En esa disyuntiva se vio más de una vez el escritor cubano Guillermo Cabrera Infante, cuando su madre le hacía elegir entre cine o sardina. Entre comer o dejarse llevar por la imaginación en una sala de proyección, ante una historia contada en fotogramas. Esto llevaba su dosis de indecisión y puede que hasta de angustia, como nos apunta en su libro Cine o sardina. Tanto su hermano como él siempre eligieron el cine como alimento primordial. Algo que no le ocurre al poeta panadero nacido en las cumbres de mi Gran Canaria, que diría Néstor Álamo, porque Manuel Díaz García lo ha tenido claro desde que era un niño. Jamás se ha debatido entre el pan o la poesía, no le ha temblado el pulso ante un dilema de tal calibre. Optó por el antiguo oficio de panadero y, al mismo tiempo, por la extraña tarea de airear versos para colorear la vida.
Nuestro poeta se ha decantado por una larga fermentación como el buen pan, se sirve de la poética como atalaya. Así lo vemos en su poemario Exequias por la poesía, recién salido del horno y con aroma a masa madre. Y como si estuviera encaramado en el promontorio de Sagres a la espera de alguna nave quemada de J.J. Armas Marcelo, flamante Premio Canarias de Literatura, inaugura cada mañana la traquina diaria, cada amanecer, con alguna foto desde lo más alto. Me la envía entusiasmado por la belleza de las Islas, mientras reparte el pan nuestro de cada día por Juncalillo y alrededores.

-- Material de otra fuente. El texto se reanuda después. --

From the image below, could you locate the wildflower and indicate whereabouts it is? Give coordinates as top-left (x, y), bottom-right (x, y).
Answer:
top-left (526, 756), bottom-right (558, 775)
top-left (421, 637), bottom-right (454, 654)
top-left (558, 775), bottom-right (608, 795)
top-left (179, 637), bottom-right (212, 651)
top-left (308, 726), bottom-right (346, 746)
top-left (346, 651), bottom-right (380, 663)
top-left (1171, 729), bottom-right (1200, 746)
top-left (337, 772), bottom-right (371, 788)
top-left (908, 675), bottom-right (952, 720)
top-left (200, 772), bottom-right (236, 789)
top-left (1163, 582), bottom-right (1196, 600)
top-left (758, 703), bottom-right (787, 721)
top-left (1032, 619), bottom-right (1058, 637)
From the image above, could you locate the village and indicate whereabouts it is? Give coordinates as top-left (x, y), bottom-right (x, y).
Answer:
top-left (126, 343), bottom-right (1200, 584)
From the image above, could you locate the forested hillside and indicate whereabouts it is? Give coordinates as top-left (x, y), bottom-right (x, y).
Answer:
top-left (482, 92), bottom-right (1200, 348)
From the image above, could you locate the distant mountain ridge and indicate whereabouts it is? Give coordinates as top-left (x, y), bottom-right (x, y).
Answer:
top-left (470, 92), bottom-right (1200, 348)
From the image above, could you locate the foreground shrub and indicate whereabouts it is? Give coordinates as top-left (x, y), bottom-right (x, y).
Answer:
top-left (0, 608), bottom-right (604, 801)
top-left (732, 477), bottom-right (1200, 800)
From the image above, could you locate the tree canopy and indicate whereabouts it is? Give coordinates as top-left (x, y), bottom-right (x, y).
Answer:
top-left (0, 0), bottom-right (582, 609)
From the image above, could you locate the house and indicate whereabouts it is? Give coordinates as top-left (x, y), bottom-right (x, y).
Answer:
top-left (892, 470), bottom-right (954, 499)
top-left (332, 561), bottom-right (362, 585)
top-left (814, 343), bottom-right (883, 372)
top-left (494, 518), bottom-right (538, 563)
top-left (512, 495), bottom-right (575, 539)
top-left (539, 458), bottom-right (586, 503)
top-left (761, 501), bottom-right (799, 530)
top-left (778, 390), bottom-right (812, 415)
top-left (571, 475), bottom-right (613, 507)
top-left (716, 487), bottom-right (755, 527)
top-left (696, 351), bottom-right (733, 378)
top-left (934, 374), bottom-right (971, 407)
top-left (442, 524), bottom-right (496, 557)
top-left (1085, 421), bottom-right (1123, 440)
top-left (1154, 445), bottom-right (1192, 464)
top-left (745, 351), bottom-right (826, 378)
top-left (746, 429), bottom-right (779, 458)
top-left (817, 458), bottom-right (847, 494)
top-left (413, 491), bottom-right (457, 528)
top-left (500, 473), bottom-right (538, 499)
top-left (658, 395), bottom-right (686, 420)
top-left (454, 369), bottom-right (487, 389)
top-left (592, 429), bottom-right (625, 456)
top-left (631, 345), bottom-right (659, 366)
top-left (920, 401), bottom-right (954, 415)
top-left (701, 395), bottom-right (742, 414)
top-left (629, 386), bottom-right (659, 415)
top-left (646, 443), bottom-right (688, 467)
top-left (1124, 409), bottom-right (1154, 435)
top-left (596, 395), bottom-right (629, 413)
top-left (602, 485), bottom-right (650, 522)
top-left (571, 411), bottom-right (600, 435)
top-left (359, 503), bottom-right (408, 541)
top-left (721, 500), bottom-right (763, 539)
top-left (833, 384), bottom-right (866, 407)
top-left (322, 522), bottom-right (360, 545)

Por eso apela Manuel a la ingenuidad de la poesía que practica, a la pureza y finura de su lenguaje. Las musas, tanto a él como a Hesíodo, le anunciaron que eran portadoras de cosas verdaderas y otras falsas. Y este maridaje lo refleja con maestría en las mencionadas exequias: Es la hora en la que los corazones se encogen / y un incendio de falsas promesas arrasa todo. El poeta parece apesadumbrado y nos señala, como la filosofía, el límite: Poesía, no tiene dueño, no tiene anhelo, su reino es etéreo / o por lo menos esto fue así milenios antes de esta decadencia.